SCCA1 specifically inhibits kinase activity of JNK1. (A) Inhibition of JNK1 kinase activity by SCCA1. An in vitro kinase pull-down assay of the phosphorylation of c-Jun by JNK1 was performed using an SAPK/JNK assay kit. A constant amount of recombinant SCCA1 was incubated with various concentrations of active JNK1, and changes in c-Jun phosphorylation were analyzed with Western blots. (B) Quantitative analysis of the results shown in A. Representative data from five independent experiments are shown. Each band was scanned and the relative intensity was measured with or without SCCA1 (control) and plotted against the amount of p-JNK1. (C) Effects of SCCA1 on p38α kinase activity. Various concentrations of p38α MAPK were incubated with or without 10 times the excess amount of SCCA1, and changes in ATF2 phosphorylation were analyzed with Western blot using anti–phospho-ATF2 antibody. (D) Effects of SCCA1 on ERK1 and ERK2 kinase activity. Kinase activities of ERK1 or ERK2 with or without 20 ng SCCA1 were measured usinga MAPK (ERK1/2) activity assay kit. (E) Changes in c-Jun phosphorylation in HaCaT cells. Extracts from the control or siSCCA/HaCaT cells were obtained 0, 5, and 15 min after UV irradiation (100 mJ/cm²), and levels of c-Jun or phospho-c-Jun were compared with immunoblots.
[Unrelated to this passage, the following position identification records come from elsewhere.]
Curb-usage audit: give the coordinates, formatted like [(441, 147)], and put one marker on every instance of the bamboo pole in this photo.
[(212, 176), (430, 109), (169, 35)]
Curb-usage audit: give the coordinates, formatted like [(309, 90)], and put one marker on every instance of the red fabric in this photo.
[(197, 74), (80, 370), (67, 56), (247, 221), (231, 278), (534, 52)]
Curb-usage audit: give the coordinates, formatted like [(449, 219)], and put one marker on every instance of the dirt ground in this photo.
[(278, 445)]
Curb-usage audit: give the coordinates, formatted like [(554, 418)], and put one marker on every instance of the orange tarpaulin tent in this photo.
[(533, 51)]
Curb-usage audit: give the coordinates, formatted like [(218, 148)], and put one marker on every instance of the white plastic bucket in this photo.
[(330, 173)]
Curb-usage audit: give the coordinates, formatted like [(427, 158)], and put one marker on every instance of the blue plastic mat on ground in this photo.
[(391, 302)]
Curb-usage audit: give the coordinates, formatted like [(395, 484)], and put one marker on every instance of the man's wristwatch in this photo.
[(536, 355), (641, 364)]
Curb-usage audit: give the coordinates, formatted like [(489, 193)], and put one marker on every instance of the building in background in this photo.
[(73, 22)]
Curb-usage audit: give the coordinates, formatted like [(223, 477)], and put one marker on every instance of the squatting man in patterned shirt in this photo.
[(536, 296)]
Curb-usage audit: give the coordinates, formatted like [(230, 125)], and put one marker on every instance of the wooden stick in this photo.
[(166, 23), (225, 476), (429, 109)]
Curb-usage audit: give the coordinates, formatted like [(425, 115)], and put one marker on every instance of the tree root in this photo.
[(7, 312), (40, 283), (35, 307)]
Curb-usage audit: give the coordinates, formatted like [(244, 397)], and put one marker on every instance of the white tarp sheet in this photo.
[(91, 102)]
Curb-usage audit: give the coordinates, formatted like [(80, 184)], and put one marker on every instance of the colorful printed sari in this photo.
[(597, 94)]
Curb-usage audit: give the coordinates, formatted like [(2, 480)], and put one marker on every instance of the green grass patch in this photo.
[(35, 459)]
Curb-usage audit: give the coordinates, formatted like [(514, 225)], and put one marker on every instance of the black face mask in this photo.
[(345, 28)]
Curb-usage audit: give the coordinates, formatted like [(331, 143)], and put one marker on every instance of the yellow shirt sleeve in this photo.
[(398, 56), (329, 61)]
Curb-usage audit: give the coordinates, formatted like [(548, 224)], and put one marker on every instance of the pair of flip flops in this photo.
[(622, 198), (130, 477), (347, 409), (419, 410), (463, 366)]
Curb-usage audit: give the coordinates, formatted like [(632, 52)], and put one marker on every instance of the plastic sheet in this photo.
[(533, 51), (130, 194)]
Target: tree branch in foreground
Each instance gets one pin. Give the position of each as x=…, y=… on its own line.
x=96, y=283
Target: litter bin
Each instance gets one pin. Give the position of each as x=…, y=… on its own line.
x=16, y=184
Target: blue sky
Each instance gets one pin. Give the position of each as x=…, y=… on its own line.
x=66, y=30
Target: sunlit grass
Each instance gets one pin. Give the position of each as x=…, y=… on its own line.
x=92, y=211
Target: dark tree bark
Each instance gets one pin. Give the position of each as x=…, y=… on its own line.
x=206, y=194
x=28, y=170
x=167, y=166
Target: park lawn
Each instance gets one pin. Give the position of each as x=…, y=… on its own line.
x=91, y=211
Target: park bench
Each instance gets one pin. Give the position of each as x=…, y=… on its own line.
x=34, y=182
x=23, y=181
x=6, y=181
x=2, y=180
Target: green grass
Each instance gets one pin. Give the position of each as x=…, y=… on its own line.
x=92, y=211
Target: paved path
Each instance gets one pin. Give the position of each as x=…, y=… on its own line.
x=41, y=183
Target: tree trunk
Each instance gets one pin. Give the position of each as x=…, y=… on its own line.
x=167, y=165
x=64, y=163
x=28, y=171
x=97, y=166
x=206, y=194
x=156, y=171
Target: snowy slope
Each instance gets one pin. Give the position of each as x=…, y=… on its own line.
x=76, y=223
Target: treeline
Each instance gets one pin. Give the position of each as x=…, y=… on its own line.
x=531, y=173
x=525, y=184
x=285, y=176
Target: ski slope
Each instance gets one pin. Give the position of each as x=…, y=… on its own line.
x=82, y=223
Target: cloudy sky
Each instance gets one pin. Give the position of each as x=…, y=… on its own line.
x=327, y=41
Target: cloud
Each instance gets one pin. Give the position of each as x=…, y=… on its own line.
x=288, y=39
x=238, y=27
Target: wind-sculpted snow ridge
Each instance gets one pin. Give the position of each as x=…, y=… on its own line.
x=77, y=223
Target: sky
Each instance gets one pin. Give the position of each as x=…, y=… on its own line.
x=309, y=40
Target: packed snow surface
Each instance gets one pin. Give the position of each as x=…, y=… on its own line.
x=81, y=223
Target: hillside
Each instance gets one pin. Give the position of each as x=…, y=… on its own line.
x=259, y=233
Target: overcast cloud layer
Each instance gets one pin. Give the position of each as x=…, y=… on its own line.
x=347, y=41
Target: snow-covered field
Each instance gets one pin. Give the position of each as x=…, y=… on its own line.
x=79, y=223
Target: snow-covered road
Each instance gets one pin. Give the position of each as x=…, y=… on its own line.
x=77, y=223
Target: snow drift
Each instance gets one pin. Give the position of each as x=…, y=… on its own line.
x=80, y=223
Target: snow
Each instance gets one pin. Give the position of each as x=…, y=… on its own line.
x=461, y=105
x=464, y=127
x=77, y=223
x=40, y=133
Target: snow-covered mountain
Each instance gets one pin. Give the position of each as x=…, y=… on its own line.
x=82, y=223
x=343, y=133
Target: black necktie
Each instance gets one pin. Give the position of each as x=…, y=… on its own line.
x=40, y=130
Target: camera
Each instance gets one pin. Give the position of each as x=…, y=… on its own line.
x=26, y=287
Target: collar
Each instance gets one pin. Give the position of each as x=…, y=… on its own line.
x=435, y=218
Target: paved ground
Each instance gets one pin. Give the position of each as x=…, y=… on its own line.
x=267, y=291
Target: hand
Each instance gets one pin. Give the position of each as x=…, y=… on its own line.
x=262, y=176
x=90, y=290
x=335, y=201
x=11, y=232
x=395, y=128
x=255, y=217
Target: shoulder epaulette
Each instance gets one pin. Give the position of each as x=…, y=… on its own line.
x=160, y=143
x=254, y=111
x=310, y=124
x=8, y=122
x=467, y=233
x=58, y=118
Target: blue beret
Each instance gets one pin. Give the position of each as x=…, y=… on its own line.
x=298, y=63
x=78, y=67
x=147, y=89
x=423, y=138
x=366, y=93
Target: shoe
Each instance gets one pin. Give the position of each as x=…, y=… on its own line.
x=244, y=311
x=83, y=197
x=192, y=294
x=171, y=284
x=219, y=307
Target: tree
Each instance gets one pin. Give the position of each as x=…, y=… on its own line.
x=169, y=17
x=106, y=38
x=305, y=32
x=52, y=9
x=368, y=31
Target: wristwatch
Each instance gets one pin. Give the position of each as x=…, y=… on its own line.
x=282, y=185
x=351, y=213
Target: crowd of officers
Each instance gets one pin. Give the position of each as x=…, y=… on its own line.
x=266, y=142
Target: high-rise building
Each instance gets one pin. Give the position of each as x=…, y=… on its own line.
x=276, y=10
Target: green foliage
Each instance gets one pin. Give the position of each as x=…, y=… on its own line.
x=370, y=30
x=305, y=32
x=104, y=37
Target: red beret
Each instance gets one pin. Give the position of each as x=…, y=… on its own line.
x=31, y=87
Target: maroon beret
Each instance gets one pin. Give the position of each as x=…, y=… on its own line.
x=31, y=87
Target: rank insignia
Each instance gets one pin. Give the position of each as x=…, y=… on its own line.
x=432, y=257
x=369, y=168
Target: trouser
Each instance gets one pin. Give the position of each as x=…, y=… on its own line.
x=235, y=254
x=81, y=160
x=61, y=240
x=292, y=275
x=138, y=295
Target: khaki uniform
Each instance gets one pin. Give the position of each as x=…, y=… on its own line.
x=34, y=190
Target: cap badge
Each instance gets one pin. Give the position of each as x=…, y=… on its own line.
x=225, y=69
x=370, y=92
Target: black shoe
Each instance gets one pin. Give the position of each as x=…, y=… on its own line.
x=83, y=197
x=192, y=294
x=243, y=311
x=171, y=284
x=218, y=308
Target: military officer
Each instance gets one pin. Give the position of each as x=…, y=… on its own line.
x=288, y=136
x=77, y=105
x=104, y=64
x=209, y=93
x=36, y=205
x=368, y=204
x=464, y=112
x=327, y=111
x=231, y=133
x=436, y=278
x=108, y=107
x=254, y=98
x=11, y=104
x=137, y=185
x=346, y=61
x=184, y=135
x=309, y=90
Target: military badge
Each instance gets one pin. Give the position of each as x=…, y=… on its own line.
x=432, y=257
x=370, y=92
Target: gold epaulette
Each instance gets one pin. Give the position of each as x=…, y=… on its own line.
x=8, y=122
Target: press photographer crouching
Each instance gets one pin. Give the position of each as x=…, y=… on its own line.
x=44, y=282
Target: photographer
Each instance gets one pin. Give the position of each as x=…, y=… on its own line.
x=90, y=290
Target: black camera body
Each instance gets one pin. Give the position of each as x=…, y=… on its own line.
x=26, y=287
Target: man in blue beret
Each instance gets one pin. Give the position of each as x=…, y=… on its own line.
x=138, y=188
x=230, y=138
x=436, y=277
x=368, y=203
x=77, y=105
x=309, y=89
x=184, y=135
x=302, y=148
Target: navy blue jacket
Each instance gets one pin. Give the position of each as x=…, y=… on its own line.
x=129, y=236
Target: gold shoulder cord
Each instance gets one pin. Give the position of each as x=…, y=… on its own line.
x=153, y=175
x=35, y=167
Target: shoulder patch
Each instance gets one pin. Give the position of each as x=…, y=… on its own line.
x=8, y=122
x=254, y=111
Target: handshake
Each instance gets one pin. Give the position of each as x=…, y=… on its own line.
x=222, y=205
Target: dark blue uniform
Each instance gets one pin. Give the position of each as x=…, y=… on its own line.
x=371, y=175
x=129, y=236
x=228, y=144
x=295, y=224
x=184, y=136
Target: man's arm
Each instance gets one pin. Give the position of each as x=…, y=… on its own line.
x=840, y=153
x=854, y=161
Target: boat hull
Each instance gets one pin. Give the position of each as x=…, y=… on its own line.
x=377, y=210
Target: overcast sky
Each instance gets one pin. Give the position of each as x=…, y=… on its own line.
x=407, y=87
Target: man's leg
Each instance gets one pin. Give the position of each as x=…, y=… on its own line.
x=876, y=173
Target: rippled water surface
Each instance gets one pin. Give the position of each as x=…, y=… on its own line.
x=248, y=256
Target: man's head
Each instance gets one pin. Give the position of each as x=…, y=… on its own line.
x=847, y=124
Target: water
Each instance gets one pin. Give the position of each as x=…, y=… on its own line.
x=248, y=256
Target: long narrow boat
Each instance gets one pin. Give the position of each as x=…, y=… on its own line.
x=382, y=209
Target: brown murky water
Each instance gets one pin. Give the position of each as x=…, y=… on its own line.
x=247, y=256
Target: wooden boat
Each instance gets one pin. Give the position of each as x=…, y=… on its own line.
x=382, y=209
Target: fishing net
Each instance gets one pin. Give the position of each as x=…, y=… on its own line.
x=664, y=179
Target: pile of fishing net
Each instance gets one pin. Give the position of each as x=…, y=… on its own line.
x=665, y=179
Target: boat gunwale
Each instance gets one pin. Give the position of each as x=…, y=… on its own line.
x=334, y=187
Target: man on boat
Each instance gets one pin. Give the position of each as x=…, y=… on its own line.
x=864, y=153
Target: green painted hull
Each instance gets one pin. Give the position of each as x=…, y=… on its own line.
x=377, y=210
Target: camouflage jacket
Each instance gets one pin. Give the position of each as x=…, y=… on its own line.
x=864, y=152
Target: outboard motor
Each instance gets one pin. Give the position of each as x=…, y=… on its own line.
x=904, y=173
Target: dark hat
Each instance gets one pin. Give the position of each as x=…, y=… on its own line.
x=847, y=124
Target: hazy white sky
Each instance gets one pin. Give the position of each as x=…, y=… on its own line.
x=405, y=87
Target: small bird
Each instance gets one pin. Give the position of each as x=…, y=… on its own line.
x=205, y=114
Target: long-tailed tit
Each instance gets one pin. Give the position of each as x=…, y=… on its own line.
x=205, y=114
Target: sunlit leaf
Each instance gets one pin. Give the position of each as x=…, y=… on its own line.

Densitmetric analysis of the ratio between c-Jun and phospho-c-Jun from three independent assays was also shown. Error bars represent the mean of five experiments ± SD. (F) Effects of SCCA knockdown on ERK1/2, p38α, and MAPKAPK2 after UV irradiation. The same extracts used in E were immunoblotted for each form of kinases.

Figure 5.

Effect of UV irradiation on involucrin promoter-driven SCCA1 transgenic mice. (A) Immunostaining of SCCAs in wild-type and transgenic epidermis. Paraffin-embedded skin sections were stained with antibodies to SCCA1 or SCCA2. (B) Histological appearance of wild-type and transgenic mice 24 h after UV irradiation (200 mJ/cm²/d for 2 d). Wild-type (HR-1) mice demonstrated degeneration of the epidermis, including spongiosis (arrows) in the suprabasal layer. Involucrin-SCCA1 transgenic mice did not show any notable changes in UV-irradiated skin. Bars, 50 μm.